Why does MSVC++ consider "std::strcat" to be "unsafe"? (C++)

When I try to do things like this:
char* prefix = "Sector_Data\\sector";
char* s_num = "0";
std::strcat(prefix, s_num);
std::strcat(prefix, "\\");
and so on and so forth, I get a warning
warning C4996: 'strcat': This function or variable may be unsafe. Consider using strcat_s instead.
Why is strcat considered unsafe, and is there a way to get rid of this warning without using strcat_s?
Also, if the only way to get rid of the warning is to use strcat_s, how does it work (syntax-wise: apparently it does not take two arguments).
If you are using c++, why not avoid the whole mess and use std::string. The same example without any errors would look like this:
std::string prefix = "Sector_Data\\sector";
prefix += "0";
prefix += "\\"
no need to worry about buffer sizes and all that stuff. And if you have an API which takes a const char *, you can just use the .c_str() member;
some_c_api(prefix.c_str());
Because the buffer, prefix, could have less space than you are copying into it, causing a buffer overrun.
Therefore, a hacker could pass in a specially crafted string which overwrites the return address or other critical memory and start executing code in the context of your program.
strcat_s solves this by forcing you to pass in the length of the buffer into which you are copying the string; it will truncate the string if necessary to make sure that the buffer is not overrun.
google strcat_s to see precisely how to use it.
You can get rid of these warning by adding:
_CRT_SECURE_NO_WARNINGS
and
_SCL_SECURE_NO_WARNINGS
to your project's preprocessor definitions.

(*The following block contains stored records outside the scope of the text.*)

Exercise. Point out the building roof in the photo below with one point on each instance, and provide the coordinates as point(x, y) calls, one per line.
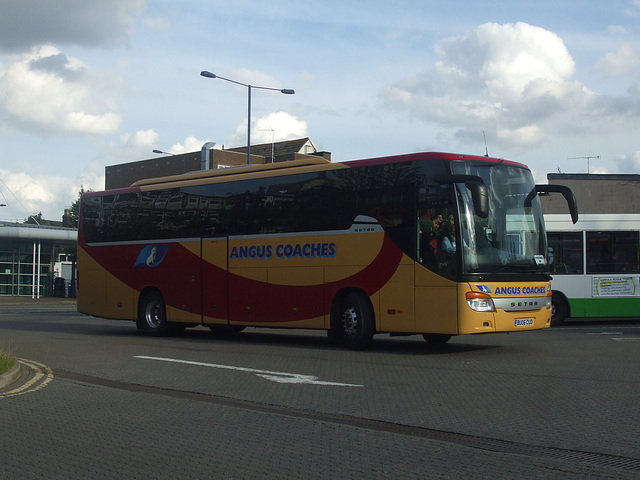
point(37, 232)
point(286, 147)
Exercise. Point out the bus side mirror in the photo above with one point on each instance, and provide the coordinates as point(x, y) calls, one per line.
point(564, 190)
point(476, 186)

That's one of the string-manipulation functions in C/C++ that can lead to buffer overrun errors.
The problem is that the function doesn't know what the size of the buffers are. From the MSDN documentation:
The first argument, strDestination,
must be large enough to hold the
current strDestination and strSource
combined and a closing '\0';
otherwise, a buffer overrun can occur.
strcat_s takes an extra argument telling it the size of the buffer. This allows it to validate the sizes before doing the concat, and will prevent overruns. See http://msdn.microsoft.com/en-us/library/d45bbxx4.aspx
Because it has no means of checking to see if the destination string (prefix) in your case will be written past its bounds. strcat essentially works by looping, copying byte-by-byte the source string into the destination. Its stops when it sees a value "0" (notated by '\0') called a null terminal. Since C has no built in bounds checking, and the dest str is just a place in memory, strcat will continue going ad-infinidium even if it blows past the source str or the dest. str doesn't have a null terminal.

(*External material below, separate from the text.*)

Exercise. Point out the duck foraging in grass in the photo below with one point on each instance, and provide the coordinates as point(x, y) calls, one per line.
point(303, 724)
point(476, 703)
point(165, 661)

The solutions above are platform-specific to your windows environment. If you want something platform independent, you have to wrangle with strncat:
strncat(char* dest, const char* src, size_t count)

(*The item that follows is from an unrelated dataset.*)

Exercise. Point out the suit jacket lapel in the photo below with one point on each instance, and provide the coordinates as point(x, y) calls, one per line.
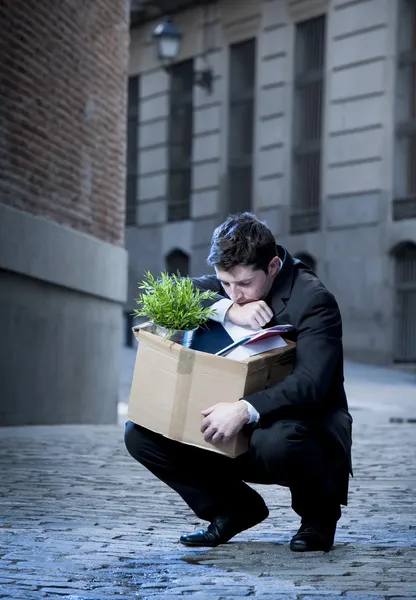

This is another option when used intelligently. You can use count to specify the max number of characters to copy. To do this, you have to figure out how much space is available in dest (how much you allocated - strlen(dest)) and pass that as count.
To turn the warning off, you can do this.
#pragma warning(disable:4996)
btw, I strongly recommend that you use strcat_s().
There are two problems with strcat. First, you have to do all your validation outside the function, doing work that is almost the same as the function:
if(pDest+strlen(pDest)+strlen(pScr) < destSize)
You have to walk down the entire length of both strings just to make sure it will fit, before walking down their entire length AGAIN to do the copy. Because of this, many programmers will simply assume that it will fit and skip the test. Even worse, it may be that when the code is first written it is GUARANTEED to fit, but when someone adds another strcat, or changes a buffer size or constant somewhere else in the program, you now have issues.
The other problem is if pSrc and pDst overlap. Depending on your compiler, strcat may very well be simple loop that checks a character at a time for a 0 in pSrc. If pDst overwrites that 0, then you will get into a loop that will run until your program crashes.